Louisiana breweries complying with new food sales rule
Despite initial confusion, no breweries in the state have had to close because of a newly-imposed rule on food sales by the state Office of Alcohol and Tobacco Control, an industry leader said today at the Press Club of Baton Rouge.
The ATC issued a memo in March notifying breweries they can only have food operations if they are “incidental to beer sales,” meaning food sales cannot be more than 25% of beer sales. The memo ruffled feathers in the industry, with several breweries wondering whether they could have in-house kitchens, said Cary Koch, a lobbyist and executive director of the Louisiana Craft Brewers Guild.
Despite confusion over the rule’s meaning, Louisiana breweries have so far complied and have not had to close, he said.

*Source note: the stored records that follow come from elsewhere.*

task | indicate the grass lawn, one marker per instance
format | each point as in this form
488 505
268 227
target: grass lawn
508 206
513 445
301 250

At issue was whether the 25% rule applied to all beer sales or taproom beer sales, Koch said. Breweries with a manufacturer’s permit often sell beer from taprooms, but that is only part of their overall sales. Ultimately, breweries can offer food sales up to 25% of their total beer sales.
“While we don’t completely agree with the advisory opinion we are encouraged that there is something in writing on craft breweries,” Koch said.
While unhappy with the regulation, Koch said breweries are dealing with it and continue to grow. Louisiana has one of the smallest craft beer markets in the country, with only 30 breweries, ranking the state 48th nationally in per capita breweries.
But the number of breweries has more than doubled since 2012, Koch said, and several have popped up this year. Dozens more are in planning stages.
Koch and others in the industry also successfully killed a bill in the Legislature this year that would have prohibited beer companies from licensing with universities—like LSU and Tin Roof Brewing Company’s agreement to sell LSU-branded “Bayou Bengal” beer.